Das Wort „Psyche“ löst sowohl bei den Patienten als auch bei Ärzten Angst und Schrecken aus, da viele negative Verknüpfungen mit verbunden sind: Die einen wollen „kein Ding an der Waffel“ haben, die anderen rollen mit den Augen, weil es jetzt anstrengend wird. „Psyche“ hergeleitet aus dem Griechischen heißt der „beseelte Mensch“, also der Mensch mit seiner einzigartigen Biografie, in seiner jetzigen Lebenslage, mit seinen Fähigkeiten und mit seinen Grenzen.
Bei ca. 50 % der Patienten sollten Ärzte die bio-emotional-soziale Verfasstheit mit abfragen, um ein besseres Verständnis für den Patienten zu bekommen und damit medizinische Diagnostik und Therapie anzupassen.
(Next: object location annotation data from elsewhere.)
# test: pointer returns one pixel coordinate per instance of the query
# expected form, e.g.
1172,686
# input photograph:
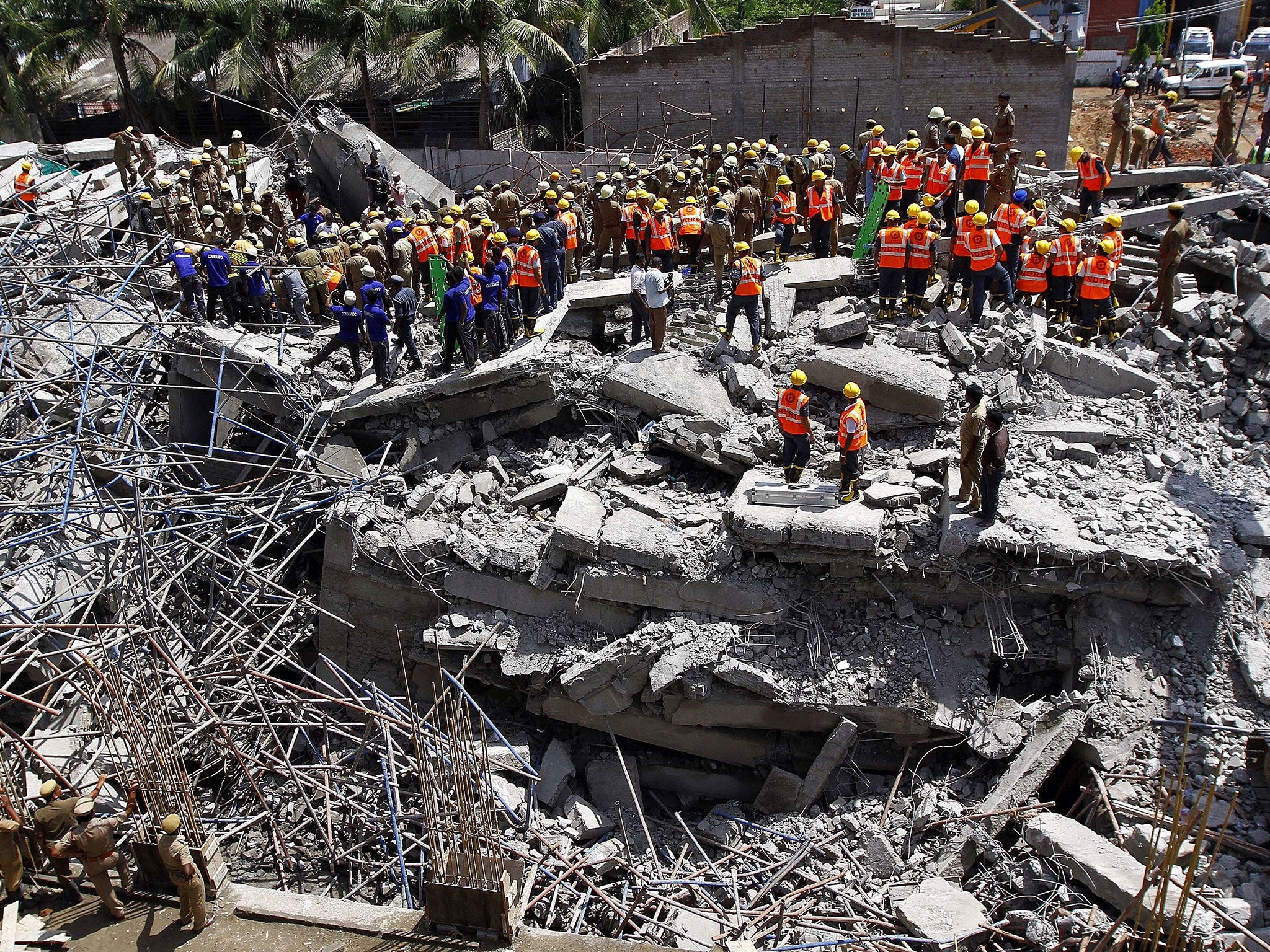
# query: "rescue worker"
92,840
794,416
24,188
349,315
853,441
1067,258
822,211
974,426
747,293
52,822
182,873
1095,277
921,259
1034,273
1223,146
985,267
892,259
238,161
1094,178
1171,247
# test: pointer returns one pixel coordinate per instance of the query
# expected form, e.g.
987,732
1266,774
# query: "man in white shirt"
657,294
639,306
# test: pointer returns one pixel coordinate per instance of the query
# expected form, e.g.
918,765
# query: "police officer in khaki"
54,821
92,840
184,875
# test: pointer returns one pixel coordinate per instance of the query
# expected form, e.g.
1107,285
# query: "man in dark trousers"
996,447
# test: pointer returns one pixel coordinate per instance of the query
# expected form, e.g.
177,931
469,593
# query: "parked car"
1204,79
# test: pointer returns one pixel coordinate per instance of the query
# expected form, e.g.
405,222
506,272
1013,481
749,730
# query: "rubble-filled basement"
550,645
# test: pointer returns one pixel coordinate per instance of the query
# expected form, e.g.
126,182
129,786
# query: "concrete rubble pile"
704,719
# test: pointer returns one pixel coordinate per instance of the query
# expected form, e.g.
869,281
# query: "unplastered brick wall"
825,76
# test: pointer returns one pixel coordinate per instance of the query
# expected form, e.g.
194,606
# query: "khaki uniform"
54,822
93,842
1122,131
11,860
974,427
193,894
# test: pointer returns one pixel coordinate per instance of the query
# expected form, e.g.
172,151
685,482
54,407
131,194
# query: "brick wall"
824,76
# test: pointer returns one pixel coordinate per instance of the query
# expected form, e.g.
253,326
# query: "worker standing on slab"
794,415
182,873
1170,258
974,427
748,289
1094,178
853,439
1223,148
892,253
54,821
92,840
1122,125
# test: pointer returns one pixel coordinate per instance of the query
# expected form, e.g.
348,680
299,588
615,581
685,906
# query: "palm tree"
498,33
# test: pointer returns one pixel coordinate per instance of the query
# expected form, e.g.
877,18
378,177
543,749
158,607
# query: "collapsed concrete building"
694,710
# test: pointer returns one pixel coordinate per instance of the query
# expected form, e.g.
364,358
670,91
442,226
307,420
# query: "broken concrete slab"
668,384
578,521
888,377
1099,369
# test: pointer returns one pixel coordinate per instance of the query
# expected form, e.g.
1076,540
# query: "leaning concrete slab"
1099,369
888,377
668,384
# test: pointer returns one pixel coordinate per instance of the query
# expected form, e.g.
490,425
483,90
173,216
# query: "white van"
1204,79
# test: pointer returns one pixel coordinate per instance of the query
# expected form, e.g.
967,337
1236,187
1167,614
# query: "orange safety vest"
789,410
860,438
1067,258
921,242
978,162
940,177
526,263
912,173
964,226
751,277
984,253
1096,276
819,203
1119,247
24,187
892,252
1091,178
785,211
1032,276
662,238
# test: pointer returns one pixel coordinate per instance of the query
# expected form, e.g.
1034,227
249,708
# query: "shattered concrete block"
943,912
578,522
780,792
554,774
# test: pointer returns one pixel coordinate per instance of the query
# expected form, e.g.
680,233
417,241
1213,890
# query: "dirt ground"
1091,123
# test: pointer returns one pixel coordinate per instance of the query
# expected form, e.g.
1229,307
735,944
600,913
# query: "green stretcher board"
873,219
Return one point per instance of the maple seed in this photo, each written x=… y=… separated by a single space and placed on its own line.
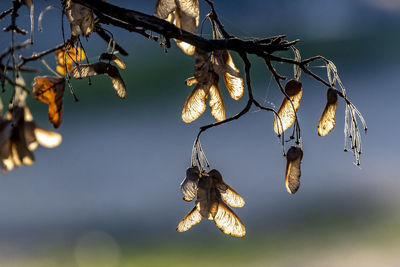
x=327 y=121
x=287 y=111
x=212 y=193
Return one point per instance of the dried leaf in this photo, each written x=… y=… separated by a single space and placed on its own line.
x=293 y=170
x=191 y=219
x=50 y=90
x=287 y=111
x=327 y=121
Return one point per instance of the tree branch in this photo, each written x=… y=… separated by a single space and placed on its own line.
x=125 y=18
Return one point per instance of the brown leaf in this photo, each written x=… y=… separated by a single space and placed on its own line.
x=228 y=222
x=113 y=58
x=224 y=66
x=183 y=14
x=293 y=170
x=89 y=70
x=50 y=90
x=216 y=102
x=67 y=59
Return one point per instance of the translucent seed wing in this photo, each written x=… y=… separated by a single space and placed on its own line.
x=216 y=102
x=293 y=170
x=227 y=221
x=187 y=18
x=287 y=111
x=233 y=81
x=232 y=198
x=327 y=121
x=113 y=58
x=195 y=104
x=191 y=219
x=117 y=81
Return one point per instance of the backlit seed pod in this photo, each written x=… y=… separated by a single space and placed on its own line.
x=113 y=58
x=293 y=170
x=81 y=19
x=89 y=70
x=327 y=121
x=189 y=184
x=287 y=111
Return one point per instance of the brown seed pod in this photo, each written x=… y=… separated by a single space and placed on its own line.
x=293 y=171
x=327 y=121
x=287 y=111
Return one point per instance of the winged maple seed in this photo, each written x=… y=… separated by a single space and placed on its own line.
x=211 y=192
x=293 y=170
x=66 y=58
x=206 y=76
x=20 y=136
x=80 y=17
x=89 y=70
x=327 y=121
x=288 y=108
x=183 y=14
x=50 y=90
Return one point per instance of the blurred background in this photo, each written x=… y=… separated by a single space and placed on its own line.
x=109 y=195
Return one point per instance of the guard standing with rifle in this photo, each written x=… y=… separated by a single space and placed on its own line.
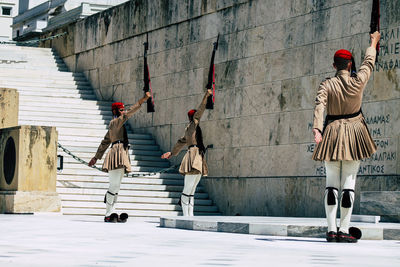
x=343 y=140
x=117 y=161
x=193 y=164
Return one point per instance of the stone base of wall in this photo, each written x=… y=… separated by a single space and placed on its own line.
x=284 y=196
x=28 y=202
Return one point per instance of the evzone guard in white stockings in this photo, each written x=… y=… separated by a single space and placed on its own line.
x=193 y=164
x=117 y=161
x=343 y=140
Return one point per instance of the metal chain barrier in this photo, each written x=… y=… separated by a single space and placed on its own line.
x=127 y=174
x=34 y=41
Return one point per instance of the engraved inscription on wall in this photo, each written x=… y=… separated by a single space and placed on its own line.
x=384 y=160
x=389 y=53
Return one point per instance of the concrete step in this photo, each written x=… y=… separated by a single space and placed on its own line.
x=133 y=151
x=44 y=91
x=103 y=175
x=56 y=112
x=54 y=92
x=131 y=213
x=96 y=133
x=26 y=118
x=138 y=180
x=276 y=226
x=140 y=144
x=40 y=74
x=29 y=66
x=69 y=162
x=25 y=82
x=130 y=199
x=63 y=104
x=85 y=170
x=125 y=186
x=382 y=203
x=60 y=100
x=26 y=86
x=134 y=206
x=98 y=139
x=89 y=155
x=63 y=124
x=138 y=168
x=72 y=95
x=129 y=193
x=66 y=100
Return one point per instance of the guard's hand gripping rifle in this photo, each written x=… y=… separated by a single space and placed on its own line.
x=211 y=78
x=146 y=78
x=375 y=25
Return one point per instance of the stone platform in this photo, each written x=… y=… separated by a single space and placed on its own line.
x=277 y=226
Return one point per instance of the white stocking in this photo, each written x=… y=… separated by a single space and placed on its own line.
x=115 y=177
x=349 y=174
x=189 y=188
x=332 y=181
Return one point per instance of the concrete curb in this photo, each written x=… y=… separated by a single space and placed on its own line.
x=276 y=226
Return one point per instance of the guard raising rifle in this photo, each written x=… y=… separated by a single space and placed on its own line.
x=343 y=140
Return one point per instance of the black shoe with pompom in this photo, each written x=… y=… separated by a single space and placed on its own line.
x=331 y=236
x=346 y=238
x=123 y=217
x=112 y=218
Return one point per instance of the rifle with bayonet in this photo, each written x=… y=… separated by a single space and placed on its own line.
x=375 y=25
x=211 y=77
x=146 y=78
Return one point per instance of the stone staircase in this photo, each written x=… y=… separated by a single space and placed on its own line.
x=49 y=95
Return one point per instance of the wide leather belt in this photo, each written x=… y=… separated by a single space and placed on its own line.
x=331 y=118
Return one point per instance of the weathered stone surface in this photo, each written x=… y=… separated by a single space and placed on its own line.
x=380 y=203
x=28 y=202
x=9 y=103
x=279 y=196
x=36 y=158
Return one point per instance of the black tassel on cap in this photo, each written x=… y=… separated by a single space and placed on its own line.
x=346 y=198
x=331 y=198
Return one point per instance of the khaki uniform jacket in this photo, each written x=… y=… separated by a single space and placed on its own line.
x=193 y=162
x=117 y=157
x=344 y=139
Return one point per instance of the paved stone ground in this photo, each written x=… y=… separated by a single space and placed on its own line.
x=280 y=226
x=55 y=240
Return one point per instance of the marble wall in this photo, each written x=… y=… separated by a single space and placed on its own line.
x=272 y=56
x=9 y=103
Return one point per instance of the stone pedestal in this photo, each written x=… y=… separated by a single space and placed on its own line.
x=28 y=169
x=8 y=107
x=383 y=203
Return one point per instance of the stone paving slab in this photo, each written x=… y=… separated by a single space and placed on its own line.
x=57 y=240
x=277 y=226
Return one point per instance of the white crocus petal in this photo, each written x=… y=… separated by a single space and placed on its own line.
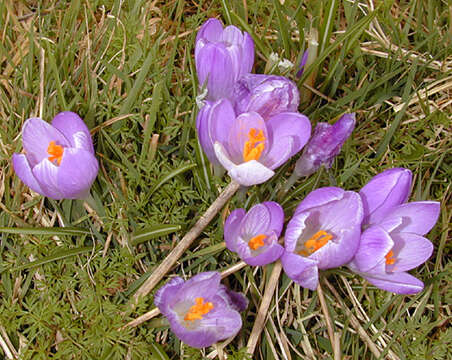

Gelingt dies, macht sowohl Arzt als auch Patient sein durch die Begegnung auf Augenhöhe mehr Spaß. Neben die organmedizinische Diagnose tritt die Beziehungsdiagnose und die Gesamtsicht auf genau diesen besonderen Menschen. An die Stelle des Defizitären wird so das Konstruktive treten. 35 % aller Patienten können so ohne „Fach-Psychotherapie“ gut begleitet werden.
Praktische Tools sorgen dafür, sicher und klar psychosomatische Patienten im ärztlichen Alltag zu begleiten.